There’s also the dialogue. Everyone in this book talks just like real people. That’s essentially a good thing. But it’s a bit overdone here. I understand what he’s trying to do old China I really do, with his characters all Londoners talking stream of conscious like and being right there with the slang and fucking honesty. But combine it with a lack of commas and you see what happens. I grew up in and around London. I know he’s done a stellar job of the dialogue. Only he’s done it so much and in such a way that it sometimes becomes a chore to read a conversation.
But fine, whatever. I’ll play along. That’s the style of this book. I can live with that. And, as I said above, for the first third I did live with it quite happily. I was loving the different cults, the styles of magic being employed, the whole city of London as a living character in the story. As usual, Mieville’s imagination was going off like November 5th fireworks and that’s great. But the story doesn’t quite hold it up. I started to get a bit bored with who had the Kraken, and why. I got to the point by the final third where I really just didn’t give a fuck any more and was only reading to the end for a sense of closure. It all built towards something massive, tripped over its own feet at around the two thirds mark, and stumbled over the finish line with its trousers around its ankles. Which is a bloody shame, because it should have been awesome.

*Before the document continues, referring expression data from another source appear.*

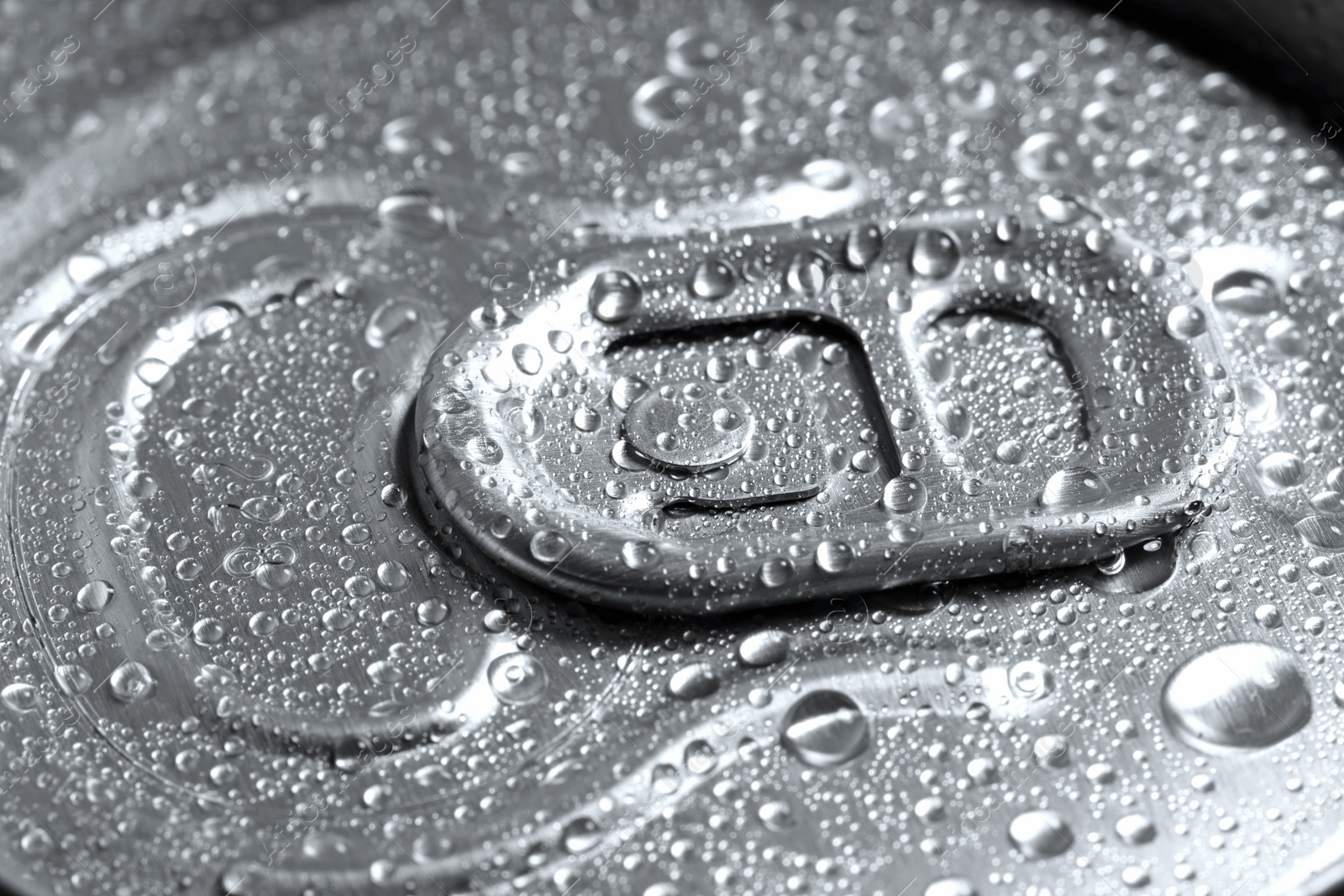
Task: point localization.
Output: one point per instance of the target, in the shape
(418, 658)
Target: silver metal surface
(245, 651)
(528, 452)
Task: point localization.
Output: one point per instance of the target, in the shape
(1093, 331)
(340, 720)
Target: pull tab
(635, 434)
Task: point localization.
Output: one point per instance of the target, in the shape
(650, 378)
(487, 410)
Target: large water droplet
(517, 678)
(826, 728)
(1236, 698)
(1041, 835)
(764, 647)
(132, 683)
(1074, 486)
(934, 254)
(615, 297)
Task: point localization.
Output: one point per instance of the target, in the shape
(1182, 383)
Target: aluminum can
(663, 449)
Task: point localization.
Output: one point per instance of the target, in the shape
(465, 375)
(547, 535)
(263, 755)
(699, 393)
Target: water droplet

I’ve only read one Mieville book before, Perdido Street Station, and I loved that. It was overly long and convoluted too, but it worked. I lived and breathed the city and the story, and was happy to wallow in it with Mieville all the way. This time around it didn’t work out for me.
And yet, there is a lot to like about Kraken anyway, if nothing else just the scope of ideas and characters. I’m a sucker for a good sense of place, and London in this book is brilliant. Many of the characters are truly horrifying or endlessly entertaining. If you like urban fantasy and horror, and you’re prepared to put up with the issues I’ve mentioned here, I’d certainy recommend it. It’s not like anything else, and that in itself is reason enough for a look. It hasn’t put me off China Mieville and I plan to read more of his work. But Mieville is like pate on toast, with caviar on top. And some cream. It’s all a bit much and you might really enjoy it once, but you need a big long break before you consume anything like that again. Kraken is worth a try, but only three stars from me.